Croisière en Méditerranée

Jour après jour

PORQUEROLLES


Lundi 20 août 2007

J'ai bien dormi d'une traite malgré le mouvement léger des vagues sous le bateau. Je me suis réveillée à 7h 15 ! Ce qui s'appelle avoir bien dormi...

Le ciel est gris, mais le ciel s'ouvre vite vers le grand bleu. On prend le petit déjeuner vers 9 hres. Je vais me recoucher dans le duvet, parce que j'ai froid.



Jour à quai à Porquerolles à cause du grand vent


Vers 10h 30 je décide d'étrenner le bloc douches du port de Porquerolles, parce que je n'en ai pas pris hier. Quand on est au port, on prend la douche au port et pas sur le bateau, c'est parait-il la coutume.

Déjà c'est très venté, et je m'y rends avec la polaire sur le dos. Le problème c'est le "grand saut" pour sauter à quai, et ensuite remonter sur le bateau. Vu le vent qu'il y a, l'espace est volontairement très grand. J'ai une frousse monstre de tomber à l'eau. Avec une main secourable ça marche.

J'arrive au bloc de douches. Il faut faire la monnaie avec une machine pour obtenir de quoi mettre exactement 1€ 50 dans l'autre machine pour obtenir un jeton car l'autre machine ne rend pas la monnaie.

Jusque là ça va, j'ai mon jeton. Les cabines de douches sont très spacieuses : une avancée permet de mettre ses affaires à sec, et la douche est bien isolée. C'est quand on met le jeton (donc on est à l'intérieur de la douche) que l'eau se met en route. Et là on ne sait pas pour combien de temps. Alors quand on veut se laver les cheveux, longs comme les miens, avec trois rinçages obligatoires... il faut bien s'organiser afin de ne pas se retrouver avec les cheveux plein de mousse et plus d'eau, et il y a personne de connaissance dehors pour aller me chercher un 2 ème jeton.

Comme vous savez que je suis une fille organisée, j'ai réussi à me laver et me rincer les cheveux.

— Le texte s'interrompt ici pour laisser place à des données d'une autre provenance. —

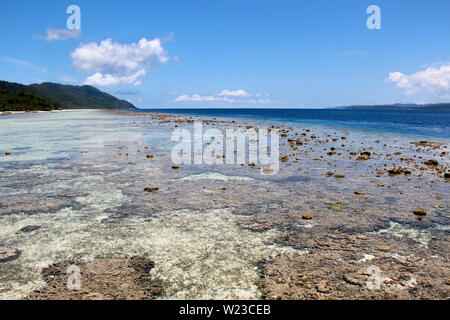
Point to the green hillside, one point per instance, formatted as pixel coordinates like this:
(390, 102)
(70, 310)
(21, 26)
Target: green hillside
(16, 96)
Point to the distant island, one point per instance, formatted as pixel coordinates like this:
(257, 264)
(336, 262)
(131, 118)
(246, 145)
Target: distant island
(50, 96)
(399, 106)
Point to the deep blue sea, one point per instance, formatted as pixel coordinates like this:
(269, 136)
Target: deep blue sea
(429, 123)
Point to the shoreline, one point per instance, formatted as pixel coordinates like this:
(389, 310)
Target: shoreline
(308, 232)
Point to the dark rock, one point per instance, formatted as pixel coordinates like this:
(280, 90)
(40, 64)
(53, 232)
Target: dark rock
(9, 254)
(431, 162)
(152, 190)
(30, 228)
(420, 212)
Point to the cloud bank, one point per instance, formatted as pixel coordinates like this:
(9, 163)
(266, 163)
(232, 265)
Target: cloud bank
(60, 34)
(228, 96)
(113, 63)
(434, 80)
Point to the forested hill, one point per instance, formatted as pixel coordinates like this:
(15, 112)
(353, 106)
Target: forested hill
(47, 96)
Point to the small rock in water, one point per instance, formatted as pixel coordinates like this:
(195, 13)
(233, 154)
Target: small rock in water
(30, 228)
(9, 254)
(420, 212)
(432, 162)
(152, 190)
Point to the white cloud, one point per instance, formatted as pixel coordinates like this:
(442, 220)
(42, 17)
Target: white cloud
(228, 96)
(434, 80)
(199, 98)
(60, 34)
(112, 63)
(25, 64)
(234, 93)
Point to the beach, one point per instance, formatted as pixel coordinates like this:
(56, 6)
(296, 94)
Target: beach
(98, 190)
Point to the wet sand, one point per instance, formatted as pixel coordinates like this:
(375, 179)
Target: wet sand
(73, 191)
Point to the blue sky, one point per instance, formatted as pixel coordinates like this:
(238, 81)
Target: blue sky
(173, 54)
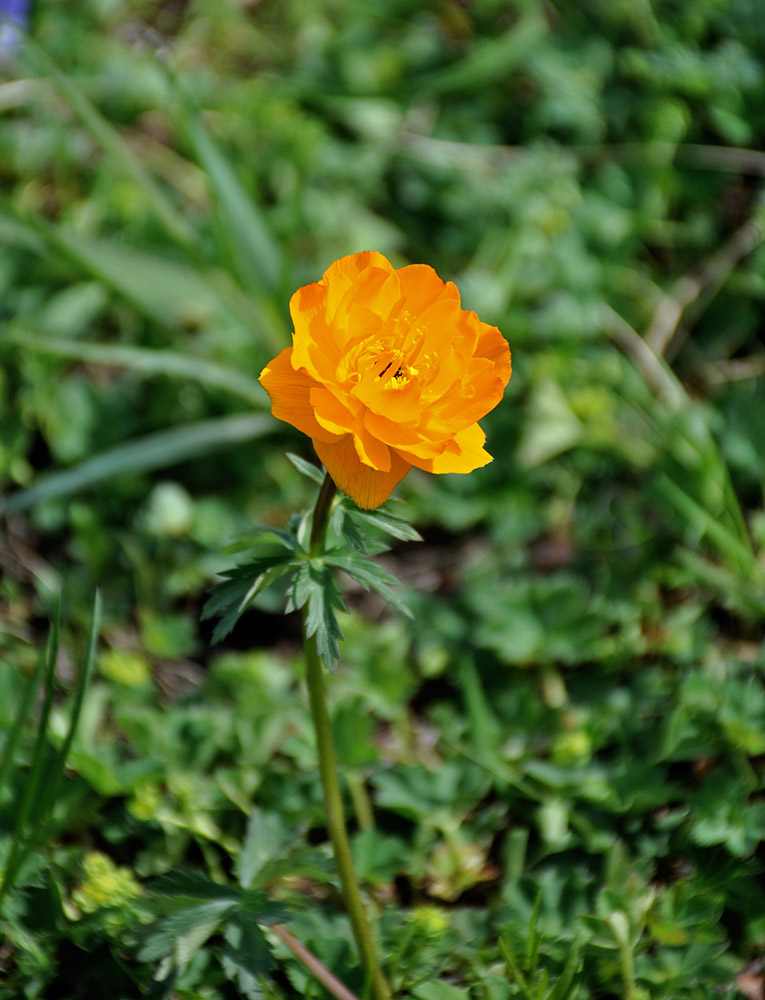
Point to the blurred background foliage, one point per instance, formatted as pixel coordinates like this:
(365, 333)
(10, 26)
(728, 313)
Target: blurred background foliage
(555, 772)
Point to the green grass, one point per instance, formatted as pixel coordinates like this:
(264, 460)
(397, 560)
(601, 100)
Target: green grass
(554, 773)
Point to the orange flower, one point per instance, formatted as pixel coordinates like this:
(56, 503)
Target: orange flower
(387, 371)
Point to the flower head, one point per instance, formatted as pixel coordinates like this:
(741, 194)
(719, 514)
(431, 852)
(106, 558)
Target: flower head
(387, 371)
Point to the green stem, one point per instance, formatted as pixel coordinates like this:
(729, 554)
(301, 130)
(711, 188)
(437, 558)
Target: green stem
(333, 803)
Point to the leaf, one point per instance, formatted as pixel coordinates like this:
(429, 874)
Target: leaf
(246, 957)
(387, 522)
(344, 526)
(180, 934)
(155, 451)
(314, 589)
(305, 468)
(232, 598)
(369, 574)
(265, 838)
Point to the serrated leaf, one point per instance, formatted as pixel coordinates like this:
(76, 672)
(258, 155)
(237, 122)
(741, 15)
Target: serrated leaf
(306, 469)
(180, 934)
(384, 520)
(175, 890)
(246, 957)
(344, 526)
(369, 574)
(322, 600)
(232, 598)
(305, 862)
(264, 841)
(300, 588)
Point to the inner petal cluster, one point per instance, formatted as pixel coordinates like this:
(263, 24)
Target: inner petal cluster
(387, 371)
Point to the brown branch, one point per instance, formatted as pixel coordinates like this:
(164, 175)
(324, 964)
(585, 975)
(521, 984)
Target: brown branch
(312, 963)
(666, 334)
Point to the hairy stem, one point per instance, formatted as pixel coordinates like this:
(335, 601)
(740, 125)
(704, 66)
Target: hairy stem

Le pire que je n'ai pas supporté ça a été les cris des gamins hystériques dans une douche voisine. On aurait cru que leur mère les égorgeait, c'était épouvantable à entendre, et encore plus quand on a les yeux et la tête enfarinée du réveil.

Retour au bateau. Je mets mes serviettes à sécher sur le pont, je sèche mes cheveux (ah oui on a l'électricité sur le voilier, on est au port !). Et voila : plus rien à faire de la journée à cause du mauvais temps !

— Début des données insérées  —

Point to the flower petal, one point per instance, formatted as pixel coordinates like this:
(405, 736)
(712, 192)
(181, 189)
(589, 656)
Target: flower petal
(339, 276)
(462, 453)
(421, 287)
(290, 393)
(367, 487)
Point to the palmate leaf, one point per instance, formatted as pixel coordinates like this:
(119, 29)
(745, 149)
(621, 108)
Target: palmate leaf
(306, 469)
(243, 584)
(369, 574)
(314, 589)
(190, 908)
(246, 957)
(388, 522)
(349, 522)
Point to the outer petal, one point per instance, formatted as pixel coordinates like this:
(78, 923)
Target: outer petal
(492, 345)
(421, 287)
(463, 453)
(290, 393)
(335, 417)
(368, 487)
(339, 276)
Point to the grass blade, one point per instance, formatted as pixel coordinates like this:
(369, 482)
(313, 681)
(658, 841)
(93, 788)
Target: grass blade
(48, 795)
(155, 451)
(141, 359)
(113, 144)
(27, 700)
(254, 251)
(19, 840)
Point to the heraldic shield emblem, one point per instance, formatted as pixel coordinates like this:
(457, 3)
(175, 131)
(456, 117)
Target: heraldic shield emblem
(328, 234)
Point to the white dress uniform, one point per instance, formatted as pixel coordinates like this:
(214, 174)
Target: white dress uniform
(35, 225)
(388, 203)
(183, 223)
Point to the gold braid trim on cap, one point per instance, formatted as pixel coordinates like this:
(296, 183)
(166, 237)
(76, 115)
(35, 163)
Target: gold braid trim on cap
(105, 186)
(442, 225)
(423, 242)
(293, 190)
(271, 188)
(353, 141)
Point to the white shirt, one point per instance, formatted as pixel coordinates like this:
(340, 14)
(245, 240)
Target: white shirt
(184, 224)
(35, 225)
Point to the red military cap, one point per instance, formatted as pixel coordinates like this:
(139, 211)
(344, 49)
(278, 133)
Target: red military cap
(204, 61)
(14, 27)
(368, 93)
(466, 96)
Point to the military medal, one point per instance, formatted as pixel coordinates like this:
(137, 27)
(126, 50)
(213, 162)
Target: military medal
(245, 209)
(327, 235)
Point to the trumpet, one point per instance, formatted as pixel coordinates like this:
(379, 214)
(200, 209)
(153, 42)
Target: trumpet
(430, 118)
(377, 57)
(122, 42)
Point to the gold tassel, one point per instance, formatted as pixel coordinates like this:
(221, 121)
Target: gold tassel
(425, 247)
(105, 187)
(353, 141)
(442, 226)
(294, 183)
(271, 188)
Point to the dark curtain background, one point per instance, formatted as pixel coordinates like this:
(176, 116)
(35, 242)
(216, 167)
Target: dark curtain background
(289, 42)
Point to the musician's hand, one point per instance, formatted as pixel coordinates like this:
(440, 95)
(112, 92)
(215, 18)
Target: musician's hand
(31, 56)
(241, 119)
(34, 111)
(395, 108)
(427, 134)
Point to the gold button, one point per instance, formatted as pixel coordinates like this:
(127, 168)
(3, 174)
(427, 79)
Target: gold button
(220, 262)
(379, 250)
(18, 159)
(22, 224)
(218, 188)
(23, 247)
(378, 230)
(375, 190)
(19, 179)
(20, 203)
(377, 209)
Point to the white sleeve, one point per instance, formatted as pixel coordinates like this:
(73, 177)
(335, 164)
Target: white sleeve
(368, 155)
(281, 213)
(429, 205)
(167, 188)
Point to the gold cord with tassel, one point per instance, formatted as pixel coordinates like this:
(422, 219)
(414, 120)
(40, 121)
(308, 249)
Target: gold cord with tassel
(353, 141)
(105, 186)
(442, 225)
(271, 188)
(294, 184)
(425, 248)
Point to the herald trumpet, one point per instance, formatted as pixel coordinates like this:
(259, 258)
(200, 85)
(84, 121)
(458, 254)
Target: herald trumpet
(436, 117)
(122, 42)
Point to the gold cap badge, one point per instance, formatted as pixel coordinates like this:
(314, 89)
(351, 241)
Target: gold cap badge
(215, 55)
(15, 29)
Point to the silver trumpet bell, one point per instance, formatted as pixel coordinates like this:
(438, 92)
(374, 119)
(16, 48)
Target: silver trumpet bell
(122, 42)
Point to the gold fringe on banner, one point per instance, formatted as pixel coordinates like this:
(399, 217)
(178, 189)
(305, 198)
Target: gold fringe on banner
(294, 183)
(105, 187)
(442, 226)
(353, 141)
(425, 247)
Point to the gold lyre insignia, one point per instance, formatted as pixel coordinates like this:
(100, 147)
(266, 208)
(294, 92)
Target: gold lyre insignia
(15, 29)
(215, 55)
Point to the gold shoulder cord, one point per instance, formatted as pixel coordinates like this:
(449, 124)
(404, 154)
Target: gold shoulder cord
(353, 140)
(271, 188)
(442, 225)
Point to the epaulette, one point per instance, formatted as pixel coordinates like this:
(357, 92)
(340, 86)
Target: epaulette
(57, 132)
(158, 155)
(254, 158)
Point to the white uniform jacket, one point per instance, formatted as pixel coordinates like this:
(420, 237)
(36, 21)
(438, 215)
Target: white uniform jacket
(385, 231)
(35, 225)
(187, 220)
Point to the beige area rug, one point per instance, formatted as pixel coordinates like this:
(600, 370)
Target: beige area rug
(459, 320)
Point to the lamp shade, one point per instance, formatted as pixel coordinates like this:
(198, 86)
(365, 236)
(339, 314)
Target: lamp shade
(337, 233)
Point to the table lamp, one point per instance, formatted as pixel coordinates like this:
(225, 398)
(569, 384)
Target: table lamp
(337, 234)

Martial est reparti sur le continent avec la navette pour régler son problème de connexion Internet. Les autres sont partis louer des bicyclettes. Comme je ne sais pas en faire, je suis restée à bord sur le bateau. Ennui total. Il y a des jours comme cela quand il ne fait pas beau...

Ils sont rentrés, et Vittorio et Alessandra en charge du dîner ont préparé les pâtes... à l'Italienne : ricotta, sauce tomate, et basilic frais. Ce fut le seul bon moment de la journée, des pâtes comme seuls des Italiens savent les faire, et quelle chance qu'on les avait ces deux-là ! Eux étaient "en mal" de pâtes, et nous on ne disait pas non.

Ensuite, on a regardé les photos de Martial des croisières qui nous ont précédés, sur son ordinateur. Couchés vers 23 hres.